Stable Diffusion Autoencoder encoding for image semantic similarity or other visual tasks

Hi All,

Has anyone tried using the encoding form stable diffusion VAE (vae.encode) for any other tasks? I tried using it for semantically similar image lookup. Results seem quite random. I tested it on sample of mini imagenet dataset. I understand that the main job of autoencoder is image compression, however since the VAE image encoding is aligned with clip text encoding, and acts as the latent representation for the diffusion model. It seems to me it might be a good starting point for semantic similarity comparisons.

On the contrary when I use the ViT encoding results are so much better. Would love to hear thoughts/pointers from others.


I have not tried this, however, like you said, the VAE’s primary goal is compression. When looking at the latents they are typically human recognizable what their content is which suggests to me they are primarily compressing lower level features like textures over higher level features like a person who is the main subject of an image as typical at least the outline of the person is still visible in the latents.

I believe the Stable Diffusion VAE was trained independently of the UNET which is where the CLIP alignment takes place. I think the bottleneck of the UNET would likely contain a better semantic representation than the VAE latents, though I suspect it won’t be as good as a model originally trained for classification.

1 Like

Thank you. Update here is that I have been able to get good results for image similarity by using both of these encoders:

  1. CLIP models image encoding (which is aligned with the CLIP models text encoding, forcing the image encoder to capture the semantic representation of images.
  2. Dino (ViT) from FB research.

You are right the AE is just converting between latent space and Image space, and is mostly optimized for perceptual compression and not for semantic representation.

Thank you for engaging, helped me get a better understanding.

1 Like

No problem. Yes, those are better choices for semantic representations used for semantic similarity search. I believe that Dino V2 outperformed the latest CLIP models according to the Dino V2 paper for classification tasks which should translate pretty well for semantic similarity.
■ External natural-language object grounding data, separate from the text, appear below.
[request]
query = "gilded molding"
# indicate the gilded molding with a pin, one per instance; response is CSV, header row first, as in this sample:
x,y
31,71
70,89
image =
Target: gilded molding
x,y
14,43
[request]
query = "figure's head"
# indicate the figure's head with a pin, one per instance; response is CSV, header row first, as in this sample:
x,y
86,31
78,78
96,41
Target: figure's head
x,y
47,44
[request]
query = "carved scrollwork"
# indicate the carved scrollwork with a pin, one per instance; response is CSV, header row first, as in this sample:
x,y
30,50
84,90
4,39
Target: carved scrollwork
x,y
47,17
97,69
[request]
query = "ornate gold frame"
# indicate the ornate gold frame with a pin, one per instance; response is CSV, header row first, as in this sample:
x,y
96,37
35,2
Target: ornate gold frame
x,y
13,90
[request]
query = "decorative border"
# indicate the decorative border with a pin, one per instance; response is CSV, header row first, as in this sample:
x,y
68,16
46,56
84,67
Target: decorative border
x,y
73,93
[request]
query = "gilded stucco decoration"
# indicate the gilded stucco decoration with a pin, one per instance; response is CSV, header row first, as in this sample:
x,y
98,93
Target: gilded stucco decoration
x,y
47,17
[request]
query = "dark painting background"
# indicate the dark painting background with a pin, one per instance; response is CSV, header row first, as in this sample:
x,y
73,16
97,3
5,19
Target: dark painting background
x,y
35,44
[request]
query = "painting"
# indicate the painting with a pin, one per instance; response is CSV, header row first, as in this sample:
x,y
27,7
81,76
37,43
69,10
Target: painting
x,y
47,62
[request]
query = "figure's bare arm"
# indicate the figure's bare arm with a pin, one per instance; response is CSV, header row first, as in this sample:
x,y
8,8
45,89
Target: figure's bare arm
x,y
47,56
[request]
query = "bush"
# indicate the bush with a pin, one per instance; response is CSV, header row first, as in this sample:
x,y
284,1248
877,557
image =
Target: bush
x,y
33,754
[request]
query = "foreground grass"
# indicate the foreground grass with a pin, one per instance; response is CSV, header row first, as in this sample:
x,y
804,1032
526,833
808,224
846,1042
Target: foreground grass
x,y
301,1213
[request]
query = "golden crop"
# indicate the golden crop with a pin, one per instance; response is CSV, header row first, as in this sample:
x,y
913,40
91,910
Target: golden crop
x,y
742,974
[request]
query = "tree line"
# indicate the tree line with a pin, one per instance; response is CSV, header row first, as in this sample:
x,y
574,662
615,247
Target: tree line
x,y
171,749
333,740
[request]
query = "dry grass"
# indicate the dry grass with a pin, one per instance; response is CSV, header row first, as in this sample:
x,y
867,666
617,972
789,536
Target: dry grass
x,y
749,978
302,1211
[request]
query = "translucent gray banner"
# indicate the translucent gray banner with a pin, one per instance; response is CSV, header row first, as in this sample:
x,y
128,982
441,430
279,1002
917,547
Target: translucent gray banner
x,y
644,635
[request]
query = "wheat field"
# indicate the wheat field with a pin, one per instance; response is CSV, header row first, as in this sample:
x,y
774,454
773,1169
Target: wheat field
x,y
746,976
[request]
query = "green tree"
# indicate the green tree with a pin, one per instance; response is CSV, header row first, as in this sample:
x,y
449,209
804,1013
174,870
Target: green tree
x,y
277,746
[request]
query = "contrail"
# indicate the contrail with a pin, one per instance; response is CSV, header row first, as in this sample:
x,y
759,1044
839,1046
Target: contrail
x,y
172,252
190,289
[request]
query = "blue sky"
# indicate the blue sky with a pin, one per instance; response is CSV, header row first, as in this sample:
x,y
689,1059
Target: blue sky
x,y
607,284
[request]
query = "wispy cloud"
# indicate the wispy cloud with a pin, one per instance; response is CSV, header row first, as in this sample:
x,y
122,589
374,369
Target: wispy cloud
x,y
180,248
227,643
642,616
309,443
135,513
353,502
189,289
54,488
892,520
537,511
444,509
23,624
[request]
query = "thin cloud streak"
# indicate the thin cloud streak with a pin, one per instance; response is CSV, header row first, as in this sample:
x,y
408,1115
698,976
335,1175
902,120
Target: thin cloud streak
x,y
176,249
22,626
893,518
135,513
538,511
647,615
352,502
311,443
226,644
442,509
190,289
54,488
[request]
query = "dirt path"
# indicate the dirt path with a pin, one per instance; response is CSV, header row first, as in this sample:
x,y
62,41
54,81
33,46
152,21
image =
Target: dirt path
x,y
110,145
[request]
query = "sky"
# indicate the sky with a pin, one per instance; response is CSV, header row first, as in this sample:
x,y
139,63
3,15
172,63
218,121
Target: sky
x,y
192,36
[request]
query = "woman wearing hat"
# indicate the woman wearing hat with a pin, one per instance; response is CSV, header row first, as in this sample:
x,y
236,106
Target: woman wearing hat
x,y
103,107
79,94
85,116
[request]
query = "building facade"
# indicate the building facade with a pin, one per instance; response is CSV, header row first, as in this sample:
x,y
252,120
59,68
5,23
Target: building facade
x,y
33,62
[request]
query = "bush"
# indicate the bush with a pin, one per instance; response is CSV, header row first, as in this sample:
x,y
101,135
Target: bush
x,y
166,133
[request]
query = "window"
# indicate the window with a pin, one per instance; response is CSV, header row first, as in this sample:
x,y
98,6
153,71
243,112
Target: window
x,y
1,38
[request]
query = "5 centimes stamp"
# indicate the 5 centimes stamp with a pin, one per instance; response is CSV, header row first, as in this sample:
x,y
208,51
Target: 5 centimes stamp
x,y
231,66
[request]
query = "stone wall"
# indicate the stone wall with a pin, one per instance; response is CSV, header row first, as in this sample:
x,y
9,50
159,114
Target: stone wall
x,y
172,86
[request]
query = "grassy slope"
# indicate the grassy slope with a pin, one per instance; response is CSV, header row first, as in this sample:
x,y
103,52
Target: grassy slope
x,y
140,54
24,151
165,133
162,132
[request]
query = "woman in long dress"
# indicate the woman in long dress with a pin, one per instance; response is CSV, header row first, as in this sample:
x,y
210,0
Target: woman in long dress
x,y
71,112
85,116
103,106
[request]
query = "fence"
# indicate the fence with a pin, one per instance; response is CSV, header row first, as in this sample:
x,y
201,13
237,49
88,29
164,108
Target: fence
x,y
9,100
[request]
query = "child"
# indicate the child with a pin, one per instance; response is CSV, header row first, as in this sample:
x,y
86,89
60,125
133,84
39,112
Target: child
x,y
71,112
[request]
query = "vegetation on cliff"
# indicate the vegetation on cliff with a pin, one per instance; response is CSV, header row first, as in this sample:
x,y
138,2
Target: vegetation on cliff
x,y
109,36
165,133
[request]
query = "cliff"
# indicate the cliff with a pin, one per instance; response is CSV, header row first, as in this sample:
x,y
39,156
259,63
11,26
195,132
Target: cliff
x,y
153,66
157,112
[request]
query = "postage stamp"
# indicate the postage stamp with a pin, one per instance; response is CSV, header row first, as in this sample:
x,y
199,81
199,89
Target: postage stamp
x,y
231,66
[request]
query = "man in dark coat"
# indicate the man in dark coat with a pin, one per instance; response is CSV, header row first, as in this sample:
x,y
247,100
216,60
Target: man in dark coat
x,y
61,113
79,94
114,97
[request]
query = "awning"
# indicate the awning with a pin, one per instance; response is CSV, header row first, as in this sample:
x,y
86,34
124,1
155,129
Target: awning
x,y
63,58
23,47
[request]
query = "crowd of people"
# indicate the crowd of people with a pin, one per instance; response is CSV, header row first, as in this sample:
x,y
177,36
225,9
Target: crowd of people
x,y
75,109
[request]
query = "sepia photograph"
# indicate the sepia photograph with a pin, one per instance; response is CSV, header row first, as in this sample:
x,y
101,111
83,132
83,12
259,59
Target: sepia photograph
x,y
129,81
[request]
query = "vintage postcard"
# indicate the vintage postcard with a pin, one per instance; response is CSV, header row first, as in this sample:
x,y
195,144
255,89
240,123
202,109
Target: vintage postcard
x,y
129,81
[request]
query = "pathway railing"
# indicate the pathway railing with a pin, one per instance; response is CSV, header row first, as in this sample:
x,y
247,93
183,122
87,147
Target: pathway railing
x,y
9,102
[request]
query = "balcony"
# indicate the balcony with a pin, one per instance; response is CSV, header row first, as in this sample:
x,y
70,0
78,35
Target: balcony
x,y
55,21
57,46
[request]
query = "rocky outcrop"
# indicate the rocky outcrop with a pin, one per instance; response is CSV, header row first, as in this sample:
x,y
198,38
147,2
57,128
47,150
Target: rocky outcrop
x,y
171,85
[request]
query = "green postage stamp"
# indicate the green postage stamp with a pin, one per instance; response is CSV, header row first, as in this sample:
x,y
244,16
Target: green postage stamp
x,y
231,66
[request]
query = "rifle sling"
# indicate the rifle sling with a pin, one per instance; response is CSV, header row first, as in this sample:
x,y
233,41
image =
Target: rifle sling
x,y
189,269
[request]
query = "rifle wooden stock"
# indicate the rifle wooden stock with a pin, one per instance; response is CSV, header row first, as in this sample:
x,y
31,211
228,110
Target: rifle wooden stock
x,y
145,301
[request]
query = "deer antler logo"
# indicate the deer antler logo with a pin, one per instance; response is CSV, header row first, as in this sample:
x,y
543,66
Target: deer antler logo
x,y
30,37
I have done a reasonable amount of experimentation with some of the previous generation CLIP models circa early to mid 2022 and was both amazed in some cases, but disappointed in others. I don’t believe the domain I was interested in was well represented in the CLIP dataset and it did not perform that well . In the Dino V2 paper they talked about being intentional about making their dataset diverse and representative rather than just throwing everything in the dataset, trying to help it more to be more generalized. After doing some limited initial testing with DinoV2 it seemed to do a better job than CLIP with my dataset.